Having learned from the experience of the first week, many officials have become better at street campaigning. The people they contacted applauded them for having the courage to face the public and opposition voices. The controversial constitutional reform proposals for 2012 have been submitted to the Legislative Council and face a vote on June 23.
After details of officials' Sunday activities were released to the media in advance, they attracted a series of rowdy protests from some radical political parties and the public along the route. Officials were heckled and shouted at.
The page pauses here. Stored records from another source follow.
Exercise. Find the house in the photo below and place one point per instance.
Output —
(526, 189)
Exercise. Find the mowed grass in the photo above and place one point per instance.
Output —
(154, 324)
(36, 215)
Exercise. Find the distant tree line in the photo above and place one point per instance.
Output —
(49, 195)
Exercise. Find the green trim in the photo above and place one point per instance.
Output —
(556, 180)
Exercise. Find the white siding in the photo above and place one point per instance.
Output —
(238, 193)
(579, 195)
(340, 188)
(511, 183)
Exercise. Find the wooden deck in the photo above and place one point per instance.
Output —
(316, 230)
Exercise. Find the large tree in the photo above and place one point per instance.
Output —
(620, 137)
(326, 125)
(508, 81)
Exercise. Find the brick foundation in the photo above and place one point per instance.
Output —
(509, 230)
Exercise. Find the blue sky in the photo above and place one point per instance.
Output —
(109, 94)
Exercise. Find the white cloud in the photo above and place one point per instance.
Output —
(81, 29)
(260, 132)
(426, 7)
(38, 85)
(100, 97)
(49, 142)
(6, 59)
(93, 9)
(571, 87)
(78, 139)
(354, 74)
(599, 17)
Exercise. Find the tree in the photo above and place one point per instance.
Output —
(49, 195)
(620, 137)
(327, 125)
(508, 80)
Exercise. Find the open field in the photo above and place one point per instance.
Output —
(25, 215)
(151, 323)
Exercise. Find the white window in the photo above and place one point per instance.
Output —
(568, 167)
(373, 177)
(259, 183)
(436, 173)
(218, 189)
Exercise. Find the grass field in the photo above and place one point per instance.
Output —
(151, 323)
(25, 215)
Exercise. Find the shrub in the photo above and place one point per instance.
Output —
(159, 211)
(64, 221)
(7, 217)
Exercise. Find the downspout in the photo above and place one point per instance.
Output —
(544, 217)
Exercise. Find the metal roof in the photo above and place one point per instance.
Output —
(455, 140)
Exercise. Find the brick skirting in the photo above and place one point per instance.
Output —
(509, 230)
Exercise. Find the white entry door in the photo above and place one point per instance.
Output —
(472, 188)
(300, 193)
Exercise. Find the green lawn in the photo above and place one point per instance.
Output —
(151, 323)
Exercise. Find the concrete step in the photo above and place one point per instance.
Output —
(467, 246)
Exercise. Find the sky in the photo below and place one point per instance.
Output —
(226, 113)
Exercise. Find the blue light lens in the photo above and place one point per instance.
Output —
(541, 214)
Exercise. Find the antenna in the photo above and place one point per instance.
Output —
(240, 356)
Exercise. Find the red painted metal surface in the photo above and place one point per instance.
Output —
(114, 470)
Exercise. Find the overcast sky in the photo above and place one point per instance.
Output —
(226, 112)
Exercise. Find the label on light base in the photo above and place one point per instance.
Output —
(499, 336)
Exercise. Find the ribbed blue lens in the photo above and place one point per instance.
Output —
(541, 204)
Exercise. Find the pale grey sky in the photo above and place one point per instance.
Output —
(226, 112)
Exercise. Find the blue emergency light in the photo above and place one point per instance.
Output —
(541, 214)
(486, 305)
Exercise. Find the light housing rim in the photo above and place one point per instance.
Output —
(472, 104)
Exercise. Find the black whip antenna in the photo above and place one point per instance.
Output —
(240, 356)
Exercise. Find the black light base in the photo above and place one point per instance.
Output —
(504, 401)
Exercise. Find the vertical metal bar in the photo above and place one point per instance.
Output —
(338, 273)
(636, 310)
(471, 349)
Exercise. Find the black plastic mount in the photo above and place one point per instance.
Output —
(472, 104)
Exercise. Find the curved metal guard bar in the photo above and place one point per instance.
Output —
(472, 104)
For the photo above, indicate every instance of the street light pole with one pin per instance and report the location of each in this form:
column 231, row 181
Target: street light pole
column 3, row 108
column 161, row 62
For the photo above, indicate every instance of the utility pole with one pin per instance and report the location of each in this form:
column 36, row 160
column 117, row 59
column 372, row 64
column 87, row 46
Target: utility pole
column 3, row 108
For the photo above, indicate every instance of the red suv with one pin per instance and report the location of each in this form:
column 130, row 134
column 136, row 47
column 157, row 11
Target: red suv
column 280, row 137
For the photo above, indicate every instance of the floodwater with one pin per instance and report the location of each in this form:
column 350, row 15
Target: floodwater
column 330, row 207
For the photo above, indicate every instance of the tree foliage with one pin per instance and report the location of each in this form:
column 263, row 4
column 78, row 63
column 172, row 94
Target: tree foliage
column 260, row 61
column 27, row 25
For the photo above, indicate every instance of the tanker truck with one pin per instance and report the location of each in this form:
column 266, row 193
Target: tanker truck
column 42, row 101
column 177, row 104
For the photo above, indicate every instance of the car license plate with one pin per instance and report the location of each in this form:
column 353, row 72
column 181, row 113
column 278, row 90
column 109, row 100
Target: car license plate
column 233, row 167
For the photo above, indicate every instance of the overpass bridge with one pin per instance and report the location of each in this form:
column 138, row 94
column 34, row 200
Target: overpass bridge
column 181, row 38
Tsang and Chief Secretary Henry Tang Ying-yen were surrounded by protesters and reporters, making it impossible for them to conduct the campaign.
Important elements in the spirit of democracy include the ability to support rational behaviour, use reason to convince others, and promote respect for others voicing their opinions. The voice of the opposition is already loud and clear. The result of the recent Legco by-elections showed that 500,000 Hongkongers oppose the reforms.
If we presume the remaining voters have an opinion on Hong Kong's political future, we need to give them a chance to air their views. Polls tell us that about half the population still support the government's reform package. So, it's only reasonable that the government should conduct its own campaign to make sure these voices are heard. But the opposition to the campaign in many segments of Hong Kong society shows that our deep-seated political and social conflicts are worsening.
The police said 113,000 people attended the commemoration on June 4, while organisers put the number at a reasonable 150,000. Political heavyweight Rita Fan Hsu Lai-tai, a deputy to the National People's Congress, criticised the police confiscation of two Goddess of Democracy statues, calling it a pointless political suppression that might have boosted the Victoria Park turnout.
Fan has got it totally wrong: the main reason for the unexpectedly high turnout is public dissatisfaction with government. The police action and Chinese University's refusal to permanently install a Goddess of Democracy statue only added fuel to the fire. The Victoria Park vigil is a popular way for Hongkongers to peacefully express their feelings about the June 4 incident. But we can fully understand why the government's 'Act Now' campaign drew so much opposition. It all comes down to the administration's lack of a popular mandate.
Without full universal suffrage, people will continue to voice their discontent, providing the opposition with ample opportunity to market their political strategies. Some people have compared the Victoria Park vigil with the government's street campaign, praising the former and bashing the latter, which is unfair. The annual June 4 rally can carry on peacefully, year after year, because pro-government supporters will never 'gatecrash' it - unlike what the post-1980s activists, who were the main rally supporters, did to the government's campaign.
Tsang and his ministers broke with tradition by confronting their opponents and directly rallying public support for government policies. While a fairly frustrating political baptism for them, it has changed the government's political culture. It sets the foundations for the future, when full universal suffrage and true democracy will finally take root and blossom.